In our example temperature-soil respiration experiment, you randomly apply the warming procedures to certain soil plots, and then the number generator will choose the map coordinates related to a certain study area. To apply a block design, you can group the subject plots according to the average rainfall on them and then assign these plots to the appropriate groups.
There are situations when randomization cannot be used because it is impractical or unethical. So, a researcher can use certain non-random or partially random designs. The experimental design that does not use randomization is called quasi-experimental.
Comparison of Between-subject and Within-subject Designs
A between-subject design has some other names. They are an ANOVA design and an independent measure design. It means that individuals are assigned to only one level of experimental procedures. Or, as in social or medical experiments, there are matched pairs to be sure that each group has a set of subjects in equal proportions.
A within-subject design is also known as a repeated measure design. Every individual gets a corresponding procedure consequently and then you measure the responses to each procedure. These measures can relate to such an experimental design in which the effect appears over time and the responses of individuals are also measured over time.
A within-subject design can use counterbalancing or changing an order of procedures across the subjects. You need this format to be sure that the order of these procedures cannot affect the experiment results.
Let’s consider our examples. In the sleep and phone use experiment, a between-subject design means that the subjects receive the level of phone use randomly and this level is regarded throughout the whole experiment. A within-subject design means that the individuals refer to different levels, such as zero, low, and high use, in a row, and the order they are assigned to these levels can be randomized.
In the temperature and soil respiration experiment, a between-subject design implies that you apply warming to different parts of soil randomly and the soil in these parts is kept at the same temperature within the entire experiment. A within-subject design is applied in the way when every single part of the plot gets different temperatures, for example, 1, 5, 10, or more degrees, and these temperatures can change consecutively during the course of the experiment. The order they can receive different temperatures can be changed according to the objectives of every stage of the experiment, and it is random.
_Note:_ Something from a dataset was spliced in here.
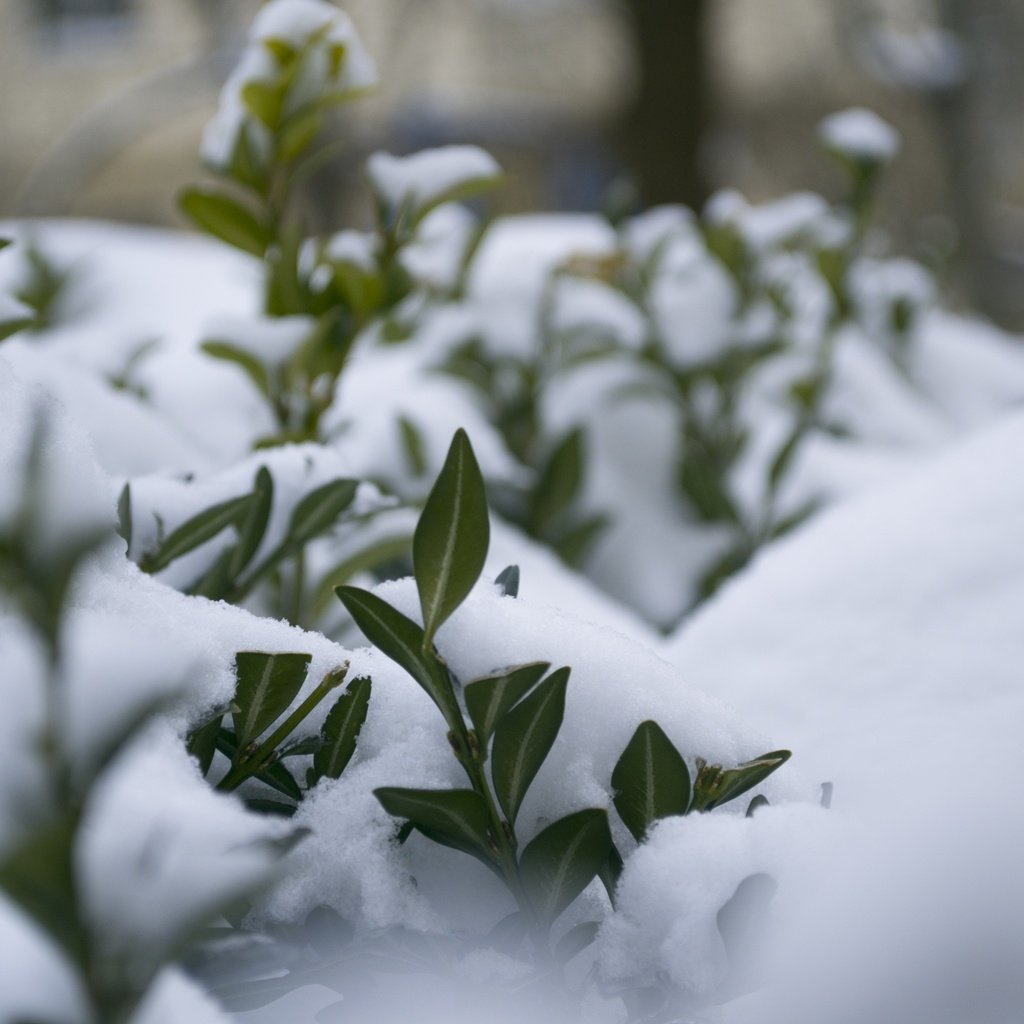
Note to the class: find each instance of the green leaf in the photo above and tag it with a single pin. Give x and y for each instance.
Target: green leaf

Measuring Dependent Variables
Here is the last step of the experimental research design. You have to choose the way for collecting data for your dependent variable. Such measurements should be valid and not contain errors or bias.
There are variables that can be measured objectively with special tools, for example, the temperature.
Others need to be processed to become measurable. In the experiment related to the use of phones and sleep, you can measure the dependent variable by asking participants to notify the time when they go to bed and get up regularly. Or you can suggest using a sleep tracker. All these measurements can be valid and provide the most reliable results for the further statistical analysis.
Final Thoughts
If you want to get the results that are relevant and valid, you need to develop such an experimental design that takes into account all the specific features of the system under research. It means that it is context-dependent.
If you know how to make up the experimental design that is the most appropriate for your conditions and subjects, your experiment will be successful, and you will be able to make the most valid conclusions.